DNA damage responses in mammalian cells and their contribution to human health disorders

DNA damage responses encompass DNA repair processes and signal transduction mechanisms. The grant focuses on the response to DNA double strand breaks (DSBs), an important lethal and carcinogenic lesion. DSBs arise from endogenous oxidative damage, during certain metabolic processes including V(D)J recombination, a step during immune development, and following exposure to ionising radiation. DNA non-homologous end-joining (NHEJ) and homologous recombination (HR) represent DSB repair pathways and Ataxia telangiectasia mutated (ATM) regulates the major DSB signalling response. This programme aims to understand how DSBs are processed and rejoined by NHEJ and its contribution to human disease. Three disorders conferred by defects in NHEJ have known and all are associated with immunodeficiency and radiosensitivity. ATM signalling is dispensable for most DSB repair. However, a subset of DSBs require ATM signalling proteins and a nuclease, Artemis. We will examine the roles of Artemis and ATM in DSB repair. ATR regulates a related signalling process that is activated by stalled replication forks and bulky lesions. Seckel Syndrome is characterised by defects in the ATR signalling pathway, although not all defective genes have been identified. This programme will also aim to gain insight into ATR signalling and its contribution to disorders affecting human health.

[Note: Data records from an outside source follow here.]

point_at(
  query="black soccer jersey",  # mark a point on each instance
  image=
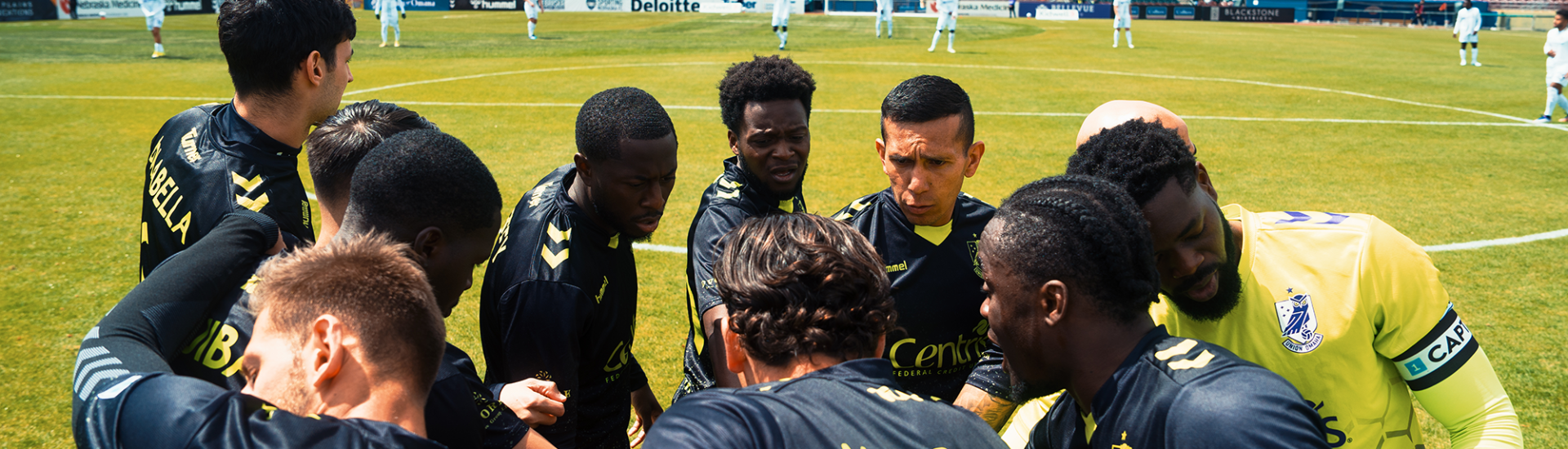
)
(460, 411)
(941, 340)
(163, 410)
(853, 404)
(203, 162)
(1184, 393)
(124, 394)
(733, 198)
(560, 304)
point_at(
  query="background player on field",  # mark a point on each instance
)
(1467, 27)
(925, 229)
(765, 104)
(1556, 51)
(1343, 305)
(287, 76)
(1121, 22)
(532, 10)
(1070, 277)
(946, 16)
(154, 11)
(782, 20)
(314, 380)
(560, 291)
(884, 16)
(390, 11)
(809, 309)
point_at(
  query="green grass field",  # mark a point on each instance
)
(73, 167)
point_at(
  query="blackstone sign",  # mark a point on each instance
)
(1254, 15)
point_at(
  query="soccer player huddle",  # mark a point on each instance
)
(1117, 305)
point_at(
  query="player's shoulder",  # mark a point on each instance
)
(969, 209)
(1194, 362)
(862, 207)
(1303, 220)
(535, 241)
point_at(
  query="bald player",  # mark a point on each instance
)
(1327, 300)
(1118, 112)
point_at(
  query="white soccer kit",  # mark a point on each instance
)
(1468, 24)
(946, 15)
(1123, 15)
(154, 11)
(1556, 66)
(782, 13)
(388, 10)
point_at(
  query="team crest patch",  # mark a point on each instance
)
(1298, 322)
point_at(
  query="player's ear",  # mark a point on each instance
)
(734, 357)
(325, 350)
(1205, 183)
(734, 143)
(1053, 299)
(584, 167)
(976, 151)
(314, 68)
(429, 244)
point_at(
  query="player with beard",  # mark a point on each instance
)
(560, 292)
(1070, 277)
(1343, 305)
(925, 228)
(451, 229)
(809, 311)
(765, 104)
(289, 63)
(313, 379)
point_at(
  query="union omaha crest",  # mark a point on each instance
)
(1298, 322)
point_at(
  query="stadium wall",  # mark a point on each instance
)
(797, 7)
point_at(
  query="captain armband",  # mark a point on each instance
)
(1440, 353)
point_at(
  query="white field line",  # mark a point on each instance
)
(695, 107)
(529, 71)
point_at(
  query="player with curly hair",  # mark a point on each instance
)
(1070, 278)
(765, 104)
(809, 309)
(1343, 305)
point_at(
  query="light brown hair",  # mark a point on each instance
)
(373, 286)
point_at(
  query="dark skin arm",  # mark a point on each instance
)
(712, 324)
(991, 408)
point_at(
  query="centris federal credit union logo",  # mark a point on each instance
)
(1298, 322)
(666, 7)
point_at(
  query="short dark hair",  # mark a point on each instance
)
(617, 115)
(375, 287)
(927, 98)
(763, 81)
(1140, 156)
(265, 40)
(1082, 231)
(337, 144)
(799, 285)
(422, 178)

DNA damage responses encompass DNA repair processes and signalling transduction mechanisms. DNA non-homologous end-joining (NHEJ) is the major process that repairs DNA double strand breaks (DSBs) induced by ionising radiation. Recent studies have shown that the ATM-dependent signal transduction pathway also impacts upon DNA repair by activating mechanisms required for DNA end-processing and cell cycle checkpoint arrest. NHEJ is required for efficient V(D)J recombination and also functions during development. One aim of this programme is to gain insight into how DSBs are processed and rejoined by NHEJ and the contribution of NHEJ to human health disorders. ATR regulates a related signal transduction process that is activated by stalled replication forks and bulky lesions. We have shown that Seckel Syndrome is characterised by defects in the ATR signalling pathway. This programme will also aim to gain insight into ATR signalling and its contribtuion to disorders affecting human health.